Kötü hissediyordum. Bir şey olduğundan değildi bu his. Hani olurdu ya, ortada bir şey yokken göğüsüne bir ağrı otururdu. Sanki kötü bir şey olacakmış gibi garip hissederdik, işte bugün tam olarak böyle hissediyordum. Aslında Taehyung'la da konuşmuştum, her şey yolundaydı. Bana ters tepkiler verdiği o perşembe günü diğer günlere sarkmamıştı. Her zaman nasılsa bu birkaç gündür de benimle öyle konuşmuştu.

Peki neydi benim bu huzursuzluğum?

"Dalgınsın." Annem televizyonun sesini kısarak bana ithafen konuştuğunda iç çekmiştim. "Damadımla kavga mı ettiniz? Çocuğu üzmediğini söyle bana."

"Etmedik anne." Bakışlarımı elinde meyve tabağı bulunan anneme çevirdiğim sırada tereddütle alt dudağımı dişlemiştim. Belki de o gün olanlar yüzünden içim daralıyordu. Taehyung'un bana yalan söylediğini bilmek canımı sıkıyordu. "Garip hissediyorum sadece."

"Ne oldu?" Diye sormuştu annem. Neden böyle hissettiğimi değil de, ne olduğunu merak etmişti. Belki de cidden fazla kurcalıyordu kafamı, annem de anlamıştı yolunda gitmeyen bir şeylerin olduğunu. "Anne." Ben anlatmak istiyordum.
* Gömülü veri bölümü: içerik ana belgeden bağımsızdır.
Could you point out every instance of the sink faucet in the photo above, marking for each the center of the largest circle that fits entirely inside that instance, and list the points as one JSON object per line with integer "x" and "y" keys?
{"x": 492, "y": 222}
Bu yüzden koltukta yan dönerek yönümü anneme doğru çevirmiştim. Bu yaşıma kadar beni dinleyen, yol gösteren tek kişiydi annem. Belki de Taehyung'u anlamayan sadece bendim. Anneme anlattığım an en azından birkaç yorumu olacağına emindim. "Sana bir şey söyleyeceğim."

Annem derin bir nefes alıp televizyonu tamamen kapatmış, meyve tabağını da koltuğa dikkatle koymuştu. Sonrasında anlatmamı istercesine başını salladığında "Taehyung hakkında." Diye mırıldanmıştım.

"Dinliyorum."

"Bir derdi var, belki de birden fazla bilmiyorum." Yeniden daraldığımda elimle alnımı sıvazlayarak önüme gelen saçları geriye itmiştim. "Birilerinden dayak yiyor ama hiç karşılık vermiyor. Diyorum, yöneliminden kaynaklı zorbalığa mı uğruyor acaba ama kendisini savunabilen birisi. Bir de kaç yaşında insanlar, bu yüzden saçma geliyor bu düşüncem. Yine de ne zaman sorsam üniversiteden birileriyle takıştığını söylüyor. Perşembe günü şirkete yanıma geldiği zaman yeniden sordum, sinirlendi. Gitmek istedi. Ayrıca-" Sonrasında susmuştum. Bu kısmı anlatmalı mıydım bilmiyordum ama cümlenin başını bir kere getirmiştim artık. Çünkü annemin bakışları meraklı bir hâl almıştı çoktan. Zaten "Ayrıca?" Diye sorarak devam etmemi istediğini açıkça belirtmişti.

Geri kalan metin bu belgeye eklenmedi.